I need to solve 2 problems here. The thing I'm looking for is how far the response goes (when does the curve flatten out) and the slope of this curve. Unfortunately the initial action is too short for the output to reach a steady state. Also the delay between the action and response is not the same every time and these events may be spaced with varying time intervals.

Currently I have to find each event and manually cut out the "exponential" part of the plot and fit a curve to it. Ideally I'd like to have a "detection" mechanism running on the stream of data, like a convolution or something similar, which would signal when it encounters the exponential segments and cut them out for fitting a curve, but with different $A$ and $B$ i can' really do it that way. The response signal also has noise and drift, but that's an issue for later.

Any suggestions how to do this? I have Python at my disposal, but Matlab will do as well.

EDIT

I've added an example of the data in question, which can be found here: https://pastebin.com/iPtzq3Uc (I'm not sure if this is a suitable way to post csv data here, so please correct me if im doing it wrong).

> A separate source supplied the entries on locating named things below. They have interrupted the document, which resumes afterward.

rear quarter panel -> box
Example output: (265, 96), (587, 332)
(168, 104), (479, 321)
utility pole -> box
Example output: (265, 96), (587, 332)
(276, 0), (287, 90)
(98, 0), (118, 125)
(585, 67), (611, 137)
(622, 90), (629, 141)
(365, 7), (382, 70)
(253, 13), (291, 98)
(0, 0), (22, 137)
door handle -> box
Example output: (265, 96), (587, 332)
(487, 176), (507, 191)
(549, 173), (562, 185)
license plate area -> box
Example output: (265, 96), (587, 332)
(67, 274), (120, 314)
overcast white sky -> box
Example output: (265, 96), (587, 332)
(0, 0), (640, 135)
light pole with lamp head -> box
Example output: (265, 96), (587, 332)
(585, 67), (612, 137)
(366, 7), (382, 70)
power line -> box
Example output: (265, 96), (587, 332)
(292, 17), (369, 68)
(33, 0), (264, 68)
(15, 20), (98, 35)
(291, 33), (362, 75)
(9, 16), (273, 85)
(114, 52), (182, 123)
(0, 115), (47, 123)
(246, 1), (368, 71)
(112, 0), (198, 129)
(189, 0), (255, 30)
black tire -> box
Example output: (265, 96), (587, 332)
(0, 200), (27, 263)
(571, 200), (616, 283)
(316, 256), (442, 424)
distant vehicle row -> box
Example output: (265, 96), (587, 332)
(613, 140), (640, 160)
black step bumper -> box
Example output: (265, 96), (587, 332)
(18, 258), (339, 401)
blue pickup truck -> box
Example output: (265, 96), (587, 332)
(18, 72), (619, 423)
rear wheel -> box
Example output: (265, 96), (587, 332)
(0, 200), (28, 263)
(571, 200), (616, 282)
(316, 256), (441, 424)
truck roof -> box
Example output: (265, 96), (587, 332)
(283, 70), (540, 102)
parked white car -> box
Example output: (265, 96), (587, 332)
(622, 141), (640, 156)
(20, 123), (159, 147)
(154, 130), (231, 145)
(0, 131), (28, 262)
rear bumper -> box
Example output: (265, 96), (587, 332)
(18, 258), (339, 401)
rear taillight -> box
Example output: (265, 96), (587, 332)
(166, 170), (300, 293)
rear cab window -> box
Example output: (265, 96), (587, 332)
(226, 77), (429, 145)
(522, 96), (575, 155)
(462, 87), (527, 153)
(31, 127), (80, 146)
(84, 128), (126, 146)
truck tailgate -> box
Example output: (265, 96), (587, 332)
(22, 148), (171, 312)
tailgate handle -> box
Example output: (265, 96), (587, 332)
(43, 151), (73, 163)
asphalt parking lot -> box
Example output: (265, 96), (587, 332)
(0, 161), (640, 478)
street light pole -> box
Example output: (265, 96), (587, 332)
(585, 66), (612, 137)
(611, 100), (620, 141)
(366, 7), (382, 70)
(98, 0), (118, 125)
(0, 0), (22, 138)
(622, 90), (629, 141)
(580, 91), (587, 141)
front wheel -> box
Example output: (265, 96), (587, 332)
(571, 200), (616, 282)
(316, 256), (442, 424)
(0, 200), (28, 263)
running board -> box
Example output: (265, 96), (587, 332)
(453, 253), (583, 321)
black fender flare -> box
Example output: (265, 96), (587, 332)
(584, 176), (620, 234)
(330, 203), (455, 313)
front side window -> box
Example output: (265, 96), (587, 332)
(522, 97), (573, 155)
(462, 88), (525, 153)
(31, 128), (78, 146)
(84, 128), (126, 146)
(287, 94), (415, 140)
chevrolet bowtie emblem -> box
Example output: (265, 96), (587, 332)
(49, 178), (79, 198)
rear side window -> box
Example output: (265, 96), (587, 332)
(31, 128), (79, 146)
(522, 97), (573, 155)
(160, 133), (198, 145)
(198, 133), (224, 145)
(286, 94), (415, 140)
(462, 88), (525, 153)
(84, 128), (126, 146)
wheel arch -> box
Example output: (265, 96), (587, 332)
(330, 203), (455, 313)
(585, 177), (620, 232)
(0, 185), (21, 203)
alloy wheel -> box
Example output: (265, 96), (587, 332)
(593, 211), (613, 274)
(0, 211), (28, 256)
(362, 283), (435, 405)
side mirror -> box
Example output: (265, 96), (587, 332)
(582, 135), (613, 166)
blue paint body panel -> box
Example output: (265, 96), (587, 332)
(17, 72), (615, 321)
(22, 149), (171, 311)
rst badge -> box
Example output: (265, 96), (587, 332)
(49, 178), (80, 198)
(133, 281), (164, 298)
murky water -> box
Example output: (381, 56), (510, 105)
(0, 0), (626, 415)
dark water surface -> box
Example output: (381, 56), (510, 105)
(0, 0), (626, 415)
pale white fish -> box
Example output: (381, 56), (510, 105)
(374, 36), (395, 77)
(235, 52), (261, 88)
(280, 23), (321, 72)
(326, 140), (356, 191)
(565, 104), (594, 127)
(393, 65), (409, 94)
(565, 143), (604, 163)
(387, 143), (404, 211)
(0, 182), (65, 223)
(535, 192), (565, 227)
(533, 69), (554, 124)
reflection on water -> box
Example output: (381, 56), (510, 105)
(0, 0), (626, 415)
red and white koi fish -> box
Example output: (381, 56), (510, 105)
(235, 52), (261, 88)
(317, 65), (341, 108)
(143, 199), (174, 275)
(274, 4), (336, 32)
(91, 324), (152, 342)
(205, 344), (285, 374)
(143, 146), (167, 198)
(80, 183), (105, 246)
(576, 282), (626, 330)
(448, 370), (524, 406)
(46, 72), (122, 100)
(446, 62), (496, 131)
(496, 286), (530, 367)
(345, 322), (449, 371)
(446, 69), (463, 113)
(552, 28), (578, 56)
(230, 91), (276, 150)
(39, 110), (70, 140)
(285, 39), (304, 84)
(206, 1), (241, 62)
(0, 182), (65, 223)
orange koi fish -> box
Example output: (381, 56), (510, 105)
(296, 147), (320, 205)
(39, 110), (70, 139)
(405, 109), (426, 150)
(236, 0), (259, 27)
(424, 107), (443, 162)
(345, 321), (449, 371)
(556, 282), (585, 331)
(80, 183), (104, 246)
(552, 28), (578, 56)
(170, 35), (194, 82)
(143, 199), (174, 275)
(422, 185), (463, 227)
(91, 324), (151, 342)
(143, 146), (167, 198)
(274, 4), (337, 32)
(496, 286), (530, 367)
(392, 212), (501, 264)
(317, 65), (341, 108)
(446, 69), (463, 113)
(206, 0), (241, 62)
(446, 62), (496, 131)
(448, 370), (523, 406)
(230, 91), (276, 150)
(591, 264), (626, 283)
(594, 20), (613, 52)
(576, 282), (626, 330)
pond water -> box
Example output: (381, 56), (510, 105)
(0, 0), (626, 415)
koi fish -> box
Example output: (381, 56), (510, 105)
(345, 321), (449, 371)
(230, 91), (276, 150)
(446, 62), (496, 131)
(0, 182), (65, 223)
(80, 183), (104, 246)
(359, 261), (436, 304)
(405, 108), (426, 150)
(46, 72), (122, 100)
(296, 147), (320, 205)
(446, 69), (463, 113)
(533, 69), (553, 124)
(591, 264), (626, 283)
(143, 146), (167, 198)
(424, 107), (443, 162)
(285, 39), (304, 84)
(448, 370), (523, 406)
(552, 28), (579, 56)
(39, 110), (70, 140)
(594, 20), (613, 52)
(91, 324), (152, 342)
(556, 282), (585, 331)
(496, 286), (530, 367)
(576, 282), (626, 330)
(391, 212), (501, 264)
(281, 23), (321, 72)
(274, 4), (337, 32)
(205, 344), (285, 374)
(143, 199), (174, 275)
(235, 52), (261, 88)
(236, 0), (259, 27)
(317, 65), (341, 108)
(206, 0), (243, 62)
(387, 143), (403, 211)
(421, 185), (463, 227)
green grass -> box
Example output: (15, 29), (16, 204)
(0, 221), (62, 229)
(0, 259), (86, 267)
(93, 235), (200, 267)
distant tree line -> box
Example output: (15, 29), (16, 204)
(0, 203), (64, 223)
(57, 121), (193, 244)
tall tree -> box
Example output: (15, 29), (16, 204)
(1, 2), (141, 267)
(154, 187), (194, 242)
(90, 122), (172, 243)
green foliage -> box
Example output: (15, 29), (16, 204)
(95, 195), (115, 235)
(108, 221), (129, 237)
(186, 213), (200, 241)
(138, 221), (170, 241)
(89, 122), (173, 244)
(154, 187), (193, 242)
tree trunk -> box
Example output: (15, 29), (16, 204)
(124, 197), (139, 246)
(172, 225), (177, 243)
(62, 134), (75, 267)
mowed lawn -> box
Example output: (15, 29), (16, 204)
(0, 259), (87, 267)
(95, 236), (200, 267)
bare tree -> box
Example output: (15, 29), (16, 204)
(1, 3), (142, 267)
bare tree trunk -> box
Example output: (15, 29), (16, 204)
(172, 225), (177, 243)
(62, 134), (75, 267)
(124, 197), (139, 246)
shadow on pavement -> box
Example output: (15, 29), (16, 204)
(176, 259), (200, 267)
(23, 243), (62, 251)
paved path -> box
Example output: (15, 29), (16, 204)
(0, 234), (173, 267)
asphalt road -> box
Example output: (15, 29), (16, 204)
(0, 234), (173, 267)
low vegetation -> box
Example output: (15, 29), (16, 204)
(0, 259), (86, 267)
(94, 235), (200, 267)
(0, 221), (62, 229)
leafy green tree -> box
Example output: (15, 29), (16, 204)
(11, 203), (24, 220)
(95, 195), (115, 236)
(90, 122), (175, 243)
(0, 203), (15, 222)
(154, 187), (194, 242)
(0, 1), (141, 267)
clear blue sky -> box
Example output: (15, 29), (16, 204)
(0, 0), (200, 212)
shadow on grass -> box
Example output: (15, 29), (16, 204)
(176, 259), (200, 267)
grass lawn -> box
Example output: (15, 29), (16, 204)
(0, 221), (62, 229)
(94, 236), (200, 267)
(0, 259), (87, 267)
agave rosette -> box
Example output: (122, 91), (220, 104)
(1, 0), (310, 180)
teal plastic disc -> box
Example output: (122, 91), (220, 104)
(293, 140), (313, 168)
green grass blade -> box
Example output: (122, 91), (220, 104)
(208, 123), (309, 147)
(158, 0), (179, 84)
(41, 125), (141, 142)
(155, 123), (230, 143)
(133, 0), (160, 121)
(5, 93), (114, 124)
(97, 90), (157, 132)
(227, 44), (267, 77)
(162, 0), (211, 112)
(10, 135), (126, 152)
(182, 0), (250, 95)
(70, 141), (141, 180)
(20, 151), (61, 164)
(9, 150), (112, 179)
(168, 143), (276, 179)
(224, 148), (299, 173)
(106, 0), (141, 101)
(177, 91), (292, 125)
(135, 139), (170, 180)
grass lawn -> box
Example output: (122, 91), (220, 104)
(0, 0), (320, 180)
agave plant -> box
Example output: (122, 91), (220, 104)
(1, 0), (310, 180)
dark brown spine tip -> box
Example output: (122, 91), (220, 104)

The baseline is not flat (and might drift) but the "events" are clearly visible. When I'm looking for is:

  1. The time (x) at which the event starts (i.e. where the rise starts).
  2. The exponent (or other function) that would fit the data best.
  3. Automatically limit the number of data points used for fitting (i.e. find there the plot of interest "ends")

I'm looking for a general tool, not a direct solution for this particular dataset. Other datasets will differ in sampling frequency, time and all that. I'd like to learn a tool that could help me with these kinds of problems.